In ihren Arbeiten entwickeln die Studenten selbstständig Teilkomponenten des Motorrads wie Lenk- und Bedienelemente, Fahrzeugelektrik und -elektronik, das Kühl- und Kraftstoffsystem oder das Ansaug- und Abgassystem für den Motor. Masterstudent Jan Pitz hat in einer Projektarbeit einen neuartigen Kühlertyp mit stromlinienförmig ausgebildeten Kühlwasserkanälen konstruiert, der ohne Lamellen auskommt. Bei gleicher Leistung wie herkömmliche Komponenten ist die Neuentwicklung deutlich kleiner und spart etwa ein Drittel an Gewicht.

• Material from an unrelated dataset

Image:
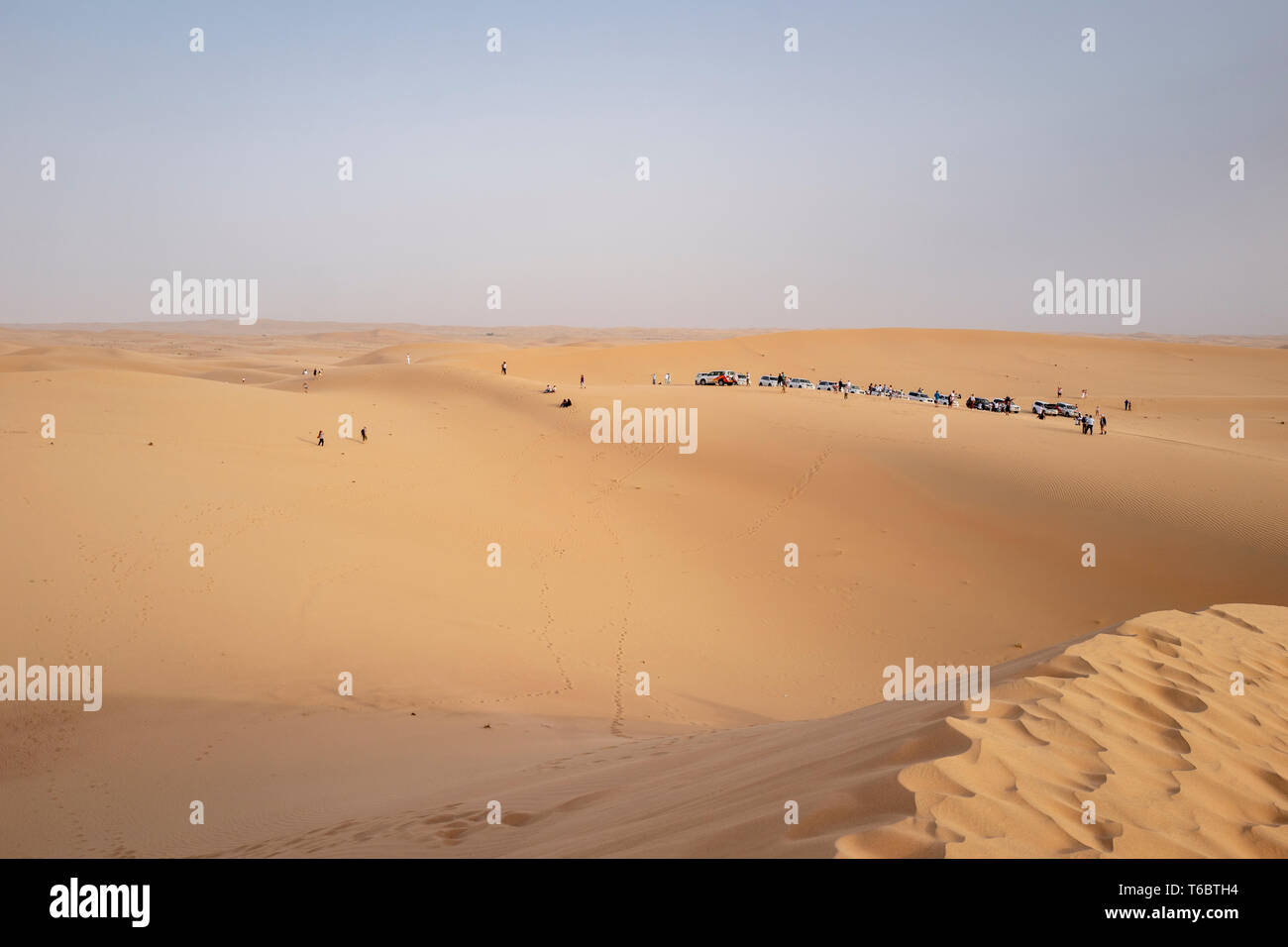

Mittelfristig gebe es hierfür im Rennsport einen Markt, vermutet Breuer.

Einen ersten Miniatur-Prototyp haben die Motorradbauer bereits in Zusammenarbeit mit dem Friedberger Fachbereich Mathematik, Naturwissenschaften und Datenverarbeitung hergestellt. Dort steht im Labor von Prof. Klaus Behler eine moderne Anlage für das selektive Laserstrahlschmelzen zur Verfügung.

Bei diesem Verfahren trifft ein Laserstrahl auf eine dünne Schicht Metallpulver und verschmilzt selektiv und präzise die Partikel miteinander. Gesteuert von einem CAD-Datensatz wird Schicht für Schicht Metallpulver aufgetragen und mit der darunterliegenden verschmolzen - so lange, bis das Werkstück fertig ist. Die Fertigung ist sehr flexibel und die Herstellung komplexer Teile möglich, ohne dass spanende Verfahren oder Formwerkzeuge eingesetzt werden müssten. So konnten für das Kühlsystem etwa die filigranen Kanalstrukturen mit Wanddicken von 0,3 Millimetern problemlos gedruckt werden. Der Kühlerprototyp wird im nächsten Schritt auf seine funktionalen Eigenschaften hin getestet und die Resultate mit Simulationsergebnissen verglichen. Anschließend soll eine größere Version für den Einsatz im Rennmotorrad hergestellt werden.